Vincent finally is getting his dream to shoot his first narrative film when he finds out the scriptwriter has bailed on him. His longtime girlfriend and her friends working at a ghostwriting company step up to help him out of the jam. The film is comedic, romantic, and farcical.


What are your ambitions with your project?
I hoped to get my film out to different audiences and so far I have been very lucky that it’s been well received both by festivals and with awards.


Tell us something about your shooting? What pleasantly surprised you?
All the scenes (18) were shot in 3 days in different locations; I had a cast that was new to me except for the lead actor, and I was grateful and amazed that they were a terrific and generous bunch of actors who worked right away as an ensemble.

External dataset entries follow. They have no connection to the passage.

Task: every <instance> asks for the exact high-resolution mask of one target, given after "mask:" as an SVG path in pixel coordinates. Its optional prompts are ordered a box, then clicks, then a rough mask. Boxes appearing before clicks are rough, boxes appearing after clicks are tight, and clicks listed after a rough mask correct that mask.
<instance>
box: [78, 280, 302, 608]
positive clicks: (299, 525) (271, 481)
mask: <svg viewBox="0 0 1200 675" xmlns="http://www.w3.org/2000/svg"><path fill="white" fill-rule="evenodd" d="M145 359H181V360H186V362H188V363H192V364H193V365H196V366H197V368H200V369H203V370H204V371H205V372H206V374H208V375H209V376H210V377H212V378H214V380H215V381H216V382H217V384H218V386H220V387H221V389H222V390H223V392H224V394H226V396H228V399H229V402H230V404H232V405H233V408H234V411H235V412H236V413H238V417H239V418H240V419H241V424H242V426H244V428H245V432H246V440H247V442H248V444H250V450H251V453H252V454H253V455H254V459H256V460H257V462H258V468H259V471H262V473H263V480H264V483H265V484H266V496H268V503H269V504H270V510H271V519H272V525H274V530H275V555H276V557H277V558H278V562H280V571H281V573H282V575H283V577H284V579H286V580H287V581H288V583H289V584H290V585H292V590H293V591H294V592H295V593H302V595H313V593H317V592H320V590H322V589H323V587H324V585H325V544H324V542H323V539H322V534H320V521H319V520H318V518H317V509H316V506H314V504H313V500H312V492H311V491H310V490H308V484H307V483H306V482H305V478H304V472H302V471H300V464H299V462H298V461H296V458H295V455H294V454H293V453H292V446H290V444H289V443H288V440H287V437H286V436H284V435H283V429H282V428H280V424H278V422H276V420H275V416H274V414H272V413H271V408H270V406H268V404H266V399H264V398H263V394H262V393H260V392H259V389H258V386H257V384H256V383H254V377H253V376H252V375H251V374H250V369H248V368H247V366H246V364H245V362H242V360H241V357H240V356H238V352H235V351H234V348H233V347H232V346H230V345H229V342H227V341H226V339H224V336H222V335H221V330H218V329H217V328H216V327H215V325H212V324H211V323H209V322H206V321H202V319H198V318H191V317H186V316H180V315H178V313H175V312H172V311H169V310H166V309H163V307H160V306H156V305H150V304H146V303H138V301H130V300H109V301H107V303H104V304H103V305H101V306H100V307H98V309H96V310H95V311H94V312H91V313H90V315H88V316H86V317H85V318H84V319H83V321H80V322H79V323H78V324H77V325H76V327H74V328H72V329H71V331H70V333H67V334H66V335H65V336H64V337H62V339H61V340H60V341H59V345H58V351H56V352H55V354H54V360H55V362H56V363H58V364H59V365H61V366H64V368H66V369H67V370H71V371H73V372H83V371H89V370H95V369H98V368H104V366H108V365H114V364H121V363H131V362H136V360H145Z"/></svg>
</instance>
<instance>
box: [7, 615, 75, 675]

For what group of spectators is your film targeted?
Mostly an art film audience, but I think the film will appeal to many audiences.


Why should distributors buy your film?
I think it would be a good addition as a micro budget indy SAG film to a group of shorts.

How would you specify your work? What characterizes your film?
Quirky humor, subtle changes in the characters lives, fast pace and good writing.

Why did you decide to become a filmmaker?
I love storytelling and I love film and cinematography. It gave me a way to tell my stories in a unique way that couldn’t happen in any other form.

Who is your role model?
I have a number of role models. Early on when I was still in High School my friend and I would go downtown to watch French films-Truffault especially, and I was drawn to Agnes Varda and Marguerite Duras. My life has been full of role models and it keeps growing.

Which movies are your favorites? Why?
I have many. One of my favorites is Fellini’s “La Strada.” I love and am so touched by Gelsomina. The film is seamless and complex. My new film considers her when I cast and recently shot “Ginger Smith and Billy Gee.” Another is Agnes Varda’s “La Pointe Courte” and Marguerite Duras “India Song” both of which influenced my ability to structure narrative

Where do you look for inspiration for your films?

Which topics interest you the most?
I think stories that are part of our lives and our day- to- day experiences. I’m also a big reader of mysteries, and now that I’m older I am interested in older actors and their stories.

What do you consider your greatest achievement in your career?
I think my greatest achievement is that I am still painting and making films. It’s now over 50 years and I am gratefully still working.

What do you consider most important about filming?
Figuring out how best to tell the story.

Which film technique of shooting do you consider the best?
I think any technique that doesn’t draw too much attention to itself and manages to convey the story.

How would you rate/What is your opinion about current filmmaking?
I try not to rate or judge current filmmaking. Even if I wind up walking out or stopping watching a film, there’s always an understanding of how much commitment it took to film it.

What can disappoint you in a movie?
If I know what’s coming, if the story is shallow and obvious, and if action is unnecessary and gratuitous.

Who supports you in your film career?
Filmmaker friends and my family.

What are the reactions to your film? (opinion of spectators, film critics, friends and family)
I think reactions differ. My films have a lot of dialogue, symbolism and metaphor, which is why they do best in an art film setting, and in Europe and South America.
My film “Dreaming Tango” won best experimental film and an audience award at the Cannes short film festival and my recent film, “Cock Robin” has won many awards. I am very grateful for this encouragement.


Have you already visited any of the prestigious film festivals?
Not the very big ones, but I’ve visited good film festivals in Amsterdam, Paris, Marfa TX and Canada.

What are your future plans in your filmmaking carreer?
I just finished shooting a live action film totally in greenscreen: “Ginger Smith and Billy Gee”, adapted from my graphic novel of the same name. I’m wishing myself luck with all the post production editing of this!